Patrizia Sandretto Re Rebaudengo graduated in business studies and economics at the University of Turin, following which she initially worked for the family business. She started collecting contemporary art in the early 1990s and it was her passion for supporting artists by being involved in the production of new works and the lack of exhibition spaces dedicated to young emerging artists in Italy that led her to set up the Fondazione Sandretto Re Rebaudengo in 1995, of which she is President. She is an active patron of the arts and charities, as a Member of the International Council and Member of the Friends of Contemporary Drawing at the Museum of Modern Art, New York (since 1996); Member of the International Council, Tate, London (since 1997); Member of the Leadership Council, New Museum, New York (since 2007); Member of the Advisory Committee for Modern and Contemporary Art, Philadelphia Museum of Art (since 2008) and patroness of the Italian Red Cross (since 1992). She was awarded the title Ufficiale della Repubblica by the Italian State in 2005 and Chevalier dans l’ordre des Arts et des Lettres by the French Ministry of Culture in 2009. Patrizia Sandretto Re Rebaudengo is married with two children, and lives in Italy.

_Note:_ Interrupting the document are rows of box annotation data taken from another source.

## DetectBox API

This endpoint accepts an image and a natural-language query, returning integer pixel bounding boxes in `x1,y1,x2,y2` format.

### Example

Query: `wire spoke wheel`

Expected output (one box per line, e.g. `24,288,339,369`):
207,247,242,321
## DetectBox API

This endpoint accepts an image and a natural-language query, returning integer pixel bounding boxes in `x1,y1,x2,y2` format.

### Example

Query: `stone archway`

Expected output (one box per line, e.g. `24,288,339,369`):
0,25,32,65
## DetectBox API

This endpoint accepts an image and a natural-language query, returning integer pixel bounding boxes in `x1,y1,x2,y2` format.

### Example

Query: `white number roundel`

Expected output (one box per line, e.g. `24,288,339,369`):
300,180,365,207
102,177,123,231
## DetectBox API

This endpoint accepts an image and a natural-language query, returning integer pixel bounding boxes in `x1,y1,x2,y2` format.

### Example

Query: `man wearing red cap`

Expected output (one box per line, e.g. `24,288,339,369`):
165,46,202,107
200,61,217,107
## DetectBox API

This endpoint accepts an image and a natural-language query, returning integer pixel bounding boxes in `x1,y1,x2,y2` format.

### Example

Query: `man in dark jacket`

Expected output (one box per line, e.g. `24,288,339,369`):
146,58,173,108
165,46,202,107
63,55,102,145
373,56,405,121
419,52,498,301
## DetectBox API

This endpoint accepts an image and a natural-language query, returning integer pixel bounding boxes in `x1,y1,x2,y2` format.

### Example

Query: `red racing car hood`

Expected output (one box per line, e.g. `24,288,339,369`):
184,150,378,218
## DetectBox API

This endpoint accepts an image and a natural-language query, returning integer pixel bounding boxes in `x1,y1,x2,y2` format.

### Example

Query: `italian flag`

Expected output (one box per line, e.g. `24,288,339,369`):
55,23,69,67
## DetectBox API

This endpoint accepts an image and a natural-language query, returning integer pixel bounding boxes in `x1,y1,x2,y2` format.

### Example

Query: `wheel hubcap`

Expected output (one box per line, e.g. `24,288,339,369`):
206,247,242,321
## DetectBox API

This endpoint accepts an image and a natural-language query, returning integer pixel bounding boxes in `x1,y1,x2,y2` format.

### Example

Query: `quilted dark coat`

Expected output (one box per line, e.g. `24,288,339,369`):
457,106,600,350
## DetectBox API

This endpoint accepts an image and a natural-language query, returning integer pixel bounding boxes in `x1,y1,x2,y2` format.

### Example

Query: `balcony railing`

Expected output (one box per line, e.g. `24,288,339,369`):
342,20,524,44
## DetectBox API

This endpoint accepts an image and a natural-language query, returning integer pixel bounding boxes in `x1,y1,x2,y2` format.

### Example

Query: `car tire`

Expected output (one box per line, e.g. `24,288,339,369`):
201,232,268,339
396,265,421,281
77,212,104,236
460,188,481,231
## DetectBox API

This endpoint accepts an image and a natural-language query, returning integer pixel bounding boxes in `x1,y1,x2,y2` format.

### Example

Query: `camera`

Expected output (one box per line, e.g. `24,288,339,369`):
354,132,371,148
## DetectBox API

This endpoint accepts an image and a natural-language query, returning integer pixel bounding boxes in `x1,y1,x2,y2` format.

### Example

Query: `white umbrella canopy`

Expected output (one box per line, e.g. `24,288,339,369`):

Fondazione Sandretto Re Rebaudengo is under the artistic directorship of Francesco Bonami. The Fondazione was housed at the Palazzo Re Rebaudengo in Guarene d’Alba, a small town outside Turin, and has commissioned and shown leading artists including: Doug Aitken, Damien Hirst and Shirin Neshat. In 2002 the Fondazione opened its current headquarters, a 3,500 square metre centre for contemporary art in Turin, designed by Claudio Silvestrin, with a gallery space, bookshop, auditorium, educational department, cafeteria and restaurant. The centre presents exhibitions of local, national and international artists for many different audiences and ages with a wide-ranging programme of activities and events (films, talks, music, theatre, performance and dance). The Fondazione also organises a Young Curators Residency Programme and an annual Prize (Premio StellaRe) honouring women’s achievements across the world.